The key highlights are:
Service Model: The goal of abstraction is to extract simplicity from the complexity of the networking infrastructure. In this case, it means providing a set of APIs that have a meaning in the consumer problem space. In one of the many excellent articles on this subject by Tom Nolle, it is called "service model". In the same article it is identified that service model in many vendor's approaches is missing in action. This API should resemble what customer requirements and expectations are as stated in plain English, and should be decoupled from the infrastructure topology and intricacies of managing individual elements, CLIs or features.
Network Model: Then there is a "logical network model" (blue box in the slide above) that contains specification of potential attachment points and description of infrastructure's capabilities to support consumer services.
Resource Model: Finally, there is a "resource model" which deals with configuring required features to support the advertised capabilities of the network model. The resource APIs are not presented to the consumer, but are available to the administrator, along with binding between the resources and consumer services for troubleshooting or billing.
Do we need all three APIs? Without the Service API it will be difficult to reason about anything that has relevance to the consumer, and that is not good. The network model APIs, on the other hand, enables freedom to choose between any “blue box” that has capabilities to satisfy service requirements. The resource model allows using the best of breed components to build end to end "blue box" solutions.
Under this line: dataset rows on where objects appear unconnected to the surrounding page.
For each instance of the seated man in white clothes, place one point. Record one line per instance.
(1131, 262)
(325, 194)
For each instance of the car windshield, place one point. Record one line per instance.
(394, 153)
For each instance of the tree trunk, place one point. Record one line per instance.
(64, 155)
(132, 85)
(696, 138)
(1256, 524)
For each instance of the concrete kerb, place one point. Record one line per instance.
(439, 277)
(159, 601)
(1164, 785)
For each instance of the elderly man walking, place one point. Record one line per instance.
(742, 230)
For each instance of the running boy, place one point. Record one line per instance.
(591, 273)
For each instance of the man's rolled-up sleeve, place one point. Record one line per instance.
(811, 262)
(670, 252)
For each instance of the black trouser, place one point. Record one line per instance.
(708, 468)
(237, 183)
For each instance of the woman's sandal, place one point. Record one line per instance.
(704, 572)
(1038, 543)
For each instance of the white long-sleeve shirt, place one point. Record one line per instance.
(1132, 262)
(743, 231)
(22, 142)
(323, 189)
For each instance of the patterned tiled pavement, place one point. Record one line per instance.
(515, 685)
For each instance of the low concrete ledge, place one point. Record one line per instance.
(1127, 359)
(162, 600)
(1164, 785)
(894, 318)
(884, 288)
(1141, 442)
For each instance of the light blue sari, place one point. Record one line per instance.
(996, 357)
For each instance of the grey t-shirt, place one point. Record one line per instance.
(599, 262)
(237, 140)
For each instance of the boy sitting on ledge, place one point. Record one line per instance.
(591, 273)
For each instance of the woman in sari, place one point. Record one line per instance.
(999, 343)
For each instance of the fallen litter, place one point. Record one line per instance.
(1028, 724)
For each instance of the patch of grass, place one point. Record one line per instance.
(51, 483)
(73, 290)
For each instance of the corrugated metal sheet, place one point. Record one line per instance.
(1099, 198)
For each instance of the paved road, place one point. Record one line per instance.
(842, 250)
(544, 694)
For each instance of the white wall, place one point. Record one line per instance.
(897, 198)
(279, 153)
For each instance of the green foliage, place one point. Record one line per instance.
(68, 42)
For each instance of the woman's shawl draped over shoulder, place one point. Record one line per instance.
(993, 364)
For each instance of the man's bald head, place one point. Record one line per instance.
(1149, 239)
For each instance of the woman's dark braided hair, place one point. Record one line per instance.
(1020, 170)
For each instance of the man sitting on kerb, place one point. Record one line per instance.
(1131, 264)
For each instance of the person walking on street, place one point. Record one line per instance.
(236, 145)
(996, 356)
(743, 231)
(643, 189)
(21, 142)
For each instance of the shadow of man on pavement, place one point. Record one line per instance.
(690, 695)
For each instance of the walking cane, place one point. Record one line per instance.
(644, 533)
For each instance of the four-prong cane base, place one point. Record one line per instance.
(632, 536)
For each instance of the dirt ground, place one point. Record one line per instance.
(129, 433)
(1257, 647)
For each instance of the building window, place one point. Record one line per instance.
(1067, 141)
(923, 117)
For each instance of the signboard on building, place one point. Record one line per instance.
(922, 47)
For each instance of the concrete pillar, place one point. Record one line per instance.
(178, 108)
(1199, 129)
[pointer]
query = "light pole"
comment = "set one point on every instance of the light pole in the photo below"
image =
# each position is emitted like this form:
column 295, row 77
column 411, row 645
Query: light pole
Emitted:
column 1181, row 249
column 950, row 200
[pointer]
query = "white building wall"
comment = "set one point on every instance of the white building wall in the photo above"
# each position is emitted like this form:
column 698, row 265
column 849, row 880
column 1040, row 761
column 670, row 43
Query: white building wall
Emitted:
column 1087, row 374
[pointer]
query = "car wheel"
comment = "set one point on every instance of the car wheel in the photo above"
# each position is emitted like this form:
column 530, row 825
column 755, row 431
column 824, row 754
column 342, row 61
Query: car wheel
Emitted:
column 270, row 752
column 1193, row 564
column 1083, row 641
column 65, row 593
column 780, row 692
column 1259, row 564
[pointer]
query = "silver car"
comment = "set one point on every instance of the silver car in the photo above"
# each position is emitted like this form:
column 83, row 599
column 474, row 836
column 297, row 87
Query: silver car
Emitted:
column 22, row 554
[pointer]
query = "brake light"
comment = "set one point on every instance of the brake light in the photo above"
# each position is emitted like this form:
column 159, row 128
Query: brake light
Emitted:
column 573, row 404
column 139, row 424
The main concern I most commonly hear about resource abstractions is that they drive development to the "lowest common denominator" which often plagues device abstraction approaches. This problem can be solved and will be addressed in subsequent blogs.
The Juniper approach can also be easily mapped to evolving NFV and SDN architectures. The underlying data-centric architecture enables developers to be agile and create concrete things fast. And doing things fast is the goal.